Bo ubezpieczenie działa wraz z biletem TPN. Nikt nie będzie kupować biletów do TPN idąc w Tarty Słowackie.
Ubezpieczenie jest tanie. Problem w tym, że obejmuje koszt akcji w TANAP do 40 000 zł. A to mało i nie zawsze może wystarczyć przy bardziej skomplikowanej akcji. W union.sk limit na akcję HZS to 50 000 euro. A jak wiadomo z tego wątku i innych przypadków koszty mogą wynosić 15 000 czy nawet 30 000 euro.
Po co mi ubezpieczenie, które może nie pokryć kosztów akcji ratunkowej. Co z tego, że składka niska.
A tak przy okazji. Ubezpieczałem się ostatnio zawsze w PZU Wojażer. Ale ostatnio zmienili OWU i teraz nie można się doszukać limitu kosztów akcji ratunkowych i kosztów transportu medycznego do kraju. Nawet dzwoniąc do PZU żaden mądry nie był mi w stanie odpowiedzieć na te pytania.
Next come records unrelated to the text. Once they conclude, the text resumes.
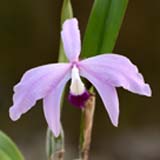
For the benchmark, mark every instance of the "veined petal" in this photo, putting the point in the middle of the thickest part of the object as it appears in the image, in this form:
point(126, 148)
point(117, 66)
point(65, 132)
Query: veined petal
point(71, 39)
point(51, 106)
point(118, 71)
point(36, 84)
point(108, 94)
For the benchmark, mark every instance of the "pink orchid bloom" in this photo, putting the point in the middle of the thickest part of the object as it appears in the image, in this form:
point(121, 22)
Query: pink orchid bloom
point(105, 72)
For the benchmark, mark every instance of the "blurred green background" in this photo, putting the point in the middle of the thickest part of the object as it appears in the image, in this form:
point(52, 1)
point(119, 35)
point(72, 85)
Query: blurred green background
point(29, 37)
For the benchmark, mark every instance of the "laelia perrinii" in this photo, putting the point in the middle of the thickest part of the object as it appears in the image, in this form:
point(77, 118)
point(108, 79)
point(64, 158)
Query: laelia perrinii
point(105, 72)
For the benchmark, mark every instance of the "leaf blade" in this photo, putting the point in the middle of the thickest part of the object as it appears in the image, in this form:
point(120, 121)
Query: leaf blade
point(103, 26)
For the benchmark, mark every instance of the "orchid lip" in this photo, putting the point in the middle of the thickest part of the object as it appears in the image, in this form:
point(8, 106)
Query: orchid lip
point(79, 100)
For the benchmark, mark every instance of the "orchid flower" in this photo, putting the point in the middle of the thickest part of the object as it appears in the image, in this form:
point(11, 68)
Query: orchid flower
point(105, 72)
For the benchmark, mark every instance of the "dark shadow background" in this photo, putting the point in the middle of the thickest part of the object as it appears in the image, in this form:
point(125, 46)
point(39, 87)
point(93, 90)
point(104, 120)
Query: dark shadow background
point(29, 37)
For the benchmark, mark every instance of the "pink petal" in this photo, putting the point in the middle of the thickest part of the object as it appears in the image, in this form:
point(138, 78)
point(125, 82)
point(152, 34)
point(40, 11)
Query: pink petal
point(51, 107)
point(71, 39)
point(118, 71)
point(108, 94)
point(34, 85)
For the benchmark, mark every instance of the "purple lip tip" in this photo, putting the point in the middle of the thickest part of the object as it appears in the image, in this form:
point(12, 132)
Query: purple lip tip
point(78, 100)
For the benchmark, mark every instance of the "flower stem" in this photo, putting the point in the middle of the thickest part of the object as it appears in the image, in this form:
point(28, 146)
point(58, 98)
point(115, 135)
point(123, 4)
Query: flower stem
point(86, 127)
point(55, 146)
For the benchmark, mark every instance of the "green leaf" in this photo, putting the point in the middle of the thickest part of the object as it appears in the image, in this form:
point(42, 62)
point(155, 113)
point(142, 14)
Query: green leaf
point(4, 156)
point(8, 150)
point(103, 26)
point(66, 13)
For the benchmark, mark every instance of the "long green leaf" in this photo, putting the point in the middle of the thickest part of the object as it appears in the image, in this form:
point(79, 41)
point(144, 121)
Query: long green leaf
point(66, 13)
point(103, 26)
point(8, 149)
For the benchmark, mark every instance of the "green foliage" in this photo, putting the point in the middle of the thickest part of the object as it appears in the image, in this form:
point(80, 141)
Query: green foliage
point(65, 14)
point(103, 26)
point(8, 150)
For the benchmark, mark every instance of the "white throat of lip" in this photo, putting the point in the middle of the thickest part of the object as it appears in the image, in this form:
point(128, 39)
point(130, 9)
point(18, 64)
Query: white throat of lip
point(77, 86)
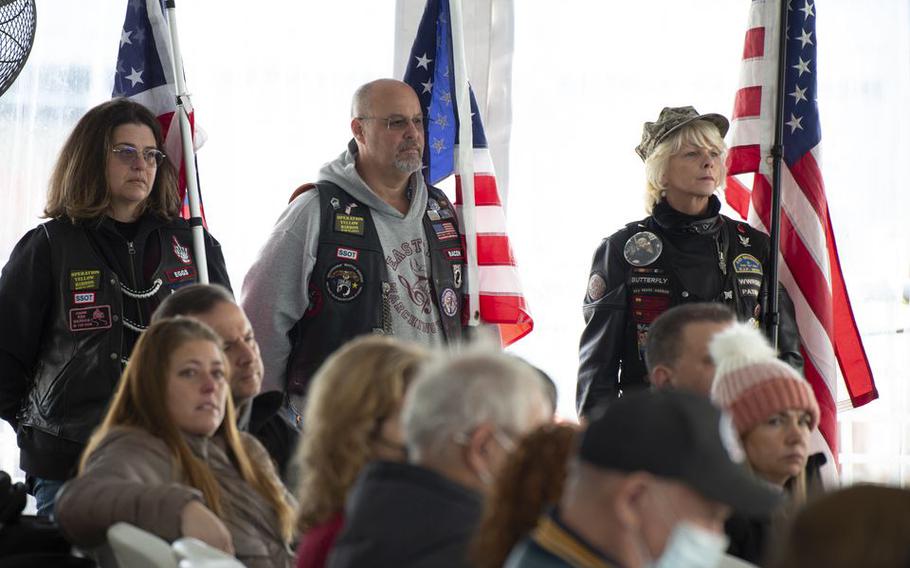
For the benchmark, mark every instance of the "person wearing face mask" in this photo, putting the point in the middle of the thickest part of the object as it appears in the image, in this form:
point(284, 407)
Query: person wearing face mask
point(774, 411)
point(654, 479)
point(353, 417)
point(461, 419)
point(684, 251)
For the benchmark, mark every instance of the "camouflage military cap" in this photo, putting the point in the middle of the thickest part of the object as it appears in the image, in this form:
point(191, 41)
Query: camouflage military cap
point(670, 120)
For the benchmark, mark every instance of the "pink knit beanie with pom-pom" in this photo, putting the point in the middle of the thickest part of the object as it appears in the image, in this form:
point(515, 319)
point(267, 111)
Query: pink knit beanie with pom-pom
point(751, 383)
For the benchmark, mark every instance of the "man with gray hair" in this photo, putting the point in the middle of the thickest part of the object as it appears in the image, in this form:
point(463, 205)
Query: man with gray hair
point(369, 248)
point(461, 419)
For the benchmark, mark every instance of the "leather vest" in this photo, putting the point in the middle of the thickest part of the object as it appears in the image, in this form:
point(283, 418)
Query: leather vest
point(349, 290)
point(741, 253)
point(80, 358)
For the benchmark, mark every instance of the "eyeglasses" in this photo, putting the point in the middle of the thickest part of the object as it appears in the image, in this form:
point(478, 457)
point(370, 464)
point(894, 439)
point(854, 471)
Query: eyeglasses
point(128, 155)
point(396, 121)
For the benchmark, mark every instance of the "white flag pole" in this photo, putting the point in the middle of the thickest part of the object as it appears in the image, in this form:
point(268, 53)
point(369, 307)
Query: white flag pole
point(189, 154)
point(464, 158)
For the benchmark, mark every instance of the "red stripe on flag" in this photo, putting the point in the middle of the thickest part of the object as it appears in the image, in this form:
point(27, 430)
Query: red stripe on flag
point(848, 345)
point(743, 159)
point(747, 103)
point(738, 196)
point(827, 423)
point(485, 192)
point(510, 312)
point(494, 250)
point(755, 43)
point(808, 177)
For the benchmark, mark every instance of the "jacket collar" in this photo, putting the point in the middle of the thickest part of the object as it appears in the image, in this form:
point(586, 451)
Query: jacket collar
point(672, 220)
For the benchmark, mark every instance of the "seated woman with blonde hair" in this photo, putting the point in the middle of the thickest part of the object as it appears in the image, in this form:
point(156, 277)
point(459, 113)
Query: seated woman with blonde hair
point(774, 412)
point(352, 417)
point(168, 457)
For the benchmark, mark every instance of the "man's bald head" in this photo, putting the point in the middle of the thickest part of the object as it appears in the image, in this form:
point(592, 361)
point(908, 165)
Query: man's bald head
point(365, 96)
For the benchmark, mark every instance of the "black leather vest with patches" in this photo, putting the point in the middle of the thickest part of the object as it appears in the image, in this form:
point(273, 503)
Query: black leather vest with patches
point(348, 288)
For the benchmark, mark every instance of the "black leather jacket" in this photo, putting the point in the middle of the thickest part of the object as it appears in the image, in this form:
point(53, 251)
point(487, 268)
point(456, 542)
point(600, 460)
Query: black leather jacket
point(677, 259)
point(73, 298)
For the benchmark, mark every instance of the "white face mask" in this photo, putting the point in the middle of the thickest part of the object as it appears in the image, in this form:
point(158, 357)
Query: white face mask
point(691, 546)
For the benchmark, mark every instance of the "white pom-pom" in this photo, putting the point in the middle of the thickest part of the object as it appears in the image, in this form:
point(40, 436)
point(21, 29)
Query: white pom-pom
point(741, 342)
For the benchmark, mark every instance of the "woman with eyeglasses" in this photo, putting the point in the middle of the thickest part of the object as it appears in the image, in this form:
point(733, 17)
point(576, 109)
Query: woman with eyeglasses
point(168, 457)
point(79, 289)
point(352, 417)
point(683, 251)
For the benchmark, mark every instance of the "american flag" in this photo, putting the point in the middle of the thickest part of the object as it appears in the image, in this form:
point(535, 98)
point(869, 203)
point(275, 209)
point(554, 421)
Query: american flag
point(145, 74)
point(431, 72)
point(810, 269)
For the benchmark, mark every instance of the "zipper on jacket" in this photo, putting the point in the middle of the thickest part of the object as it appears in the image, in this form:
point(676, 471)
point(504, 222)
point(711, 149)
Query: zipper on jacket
point(131, 249)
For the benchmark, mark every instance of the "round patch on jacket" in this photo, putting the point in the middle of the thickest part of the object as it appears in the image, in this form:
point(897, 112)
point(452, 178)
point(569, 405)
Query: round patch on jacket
point(449, 302)
point(642, 248)
point(597, 287)
point(344, 282)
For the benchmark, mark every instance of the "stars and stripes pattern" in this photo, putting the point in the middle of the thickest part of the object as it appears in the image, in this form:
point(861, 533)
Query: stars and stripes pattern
point(431, 72)
point(809, 269)
point(145, 74)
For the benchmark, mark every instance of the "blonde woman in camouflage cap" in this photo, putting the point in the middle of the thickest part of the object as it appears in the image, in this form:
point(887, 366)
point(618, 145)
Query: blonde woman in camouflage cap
point(684, 251)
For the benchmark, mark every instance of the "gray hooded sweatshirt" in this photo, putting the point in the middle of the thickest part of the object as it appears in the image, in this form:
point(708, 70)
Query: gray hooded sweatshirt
point(275, 288)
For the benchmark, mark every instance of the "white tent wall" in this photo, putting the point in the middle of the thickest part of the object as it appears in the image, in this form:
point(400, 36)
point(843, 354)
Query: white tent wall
point(272, 89)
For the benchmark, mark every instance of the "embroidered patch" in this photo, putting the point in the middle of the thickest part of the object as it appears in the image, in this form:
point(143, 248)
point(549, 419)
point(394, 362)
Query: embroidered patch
point(181, 252)
point(747, 264)
point(180, 274)
point(449, 302)
point(347, 254)
point(344, 282)
point(350, 224)
point(83, 298)
point(597, 287)
point(90, 319)
point(456, 275)
point(454, 254)
point(85, 279)
point(445, 231)
point(642, 248)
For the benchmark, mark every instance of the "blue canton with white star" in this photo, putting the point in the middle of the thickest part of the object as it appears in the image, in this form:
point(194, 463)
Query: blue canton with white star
point(802, 130)
point(138, 65)
point(431, 74)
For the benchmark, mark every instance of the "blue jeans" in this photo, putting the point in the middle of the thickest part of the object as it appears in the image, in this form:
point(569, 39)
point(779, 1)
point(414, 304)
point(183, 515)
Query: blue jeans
point(45, 491)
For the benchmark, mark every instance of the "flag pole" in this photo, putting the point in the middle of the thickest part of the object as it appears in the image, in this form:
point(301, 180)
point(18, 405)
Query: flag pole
point(772, 311)
point(189, 154)
point(465, 158)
W związku z tym zrezygnowałem z PZU i wziąłem w Warcie gdzie przynajmniej jasno było napisane o braku limitu akcji ratunkowej.
Bo w ubezpieczeniu górskim ważne są 3 limity. I muszą one być jasno opisane. Oraz limity muszą być odpowiednio wysokie.
- limit kosztu ubezpieczenia zdrowotnego
- limit na akcję ratunkową wyspecjalizowanych służb
- limit na transport medyczny do kraju
Opłaty za te 3 rzeczy mogą czasem być naprawdę wysokie więc nie ma co oszczędzać kilka zł na składce.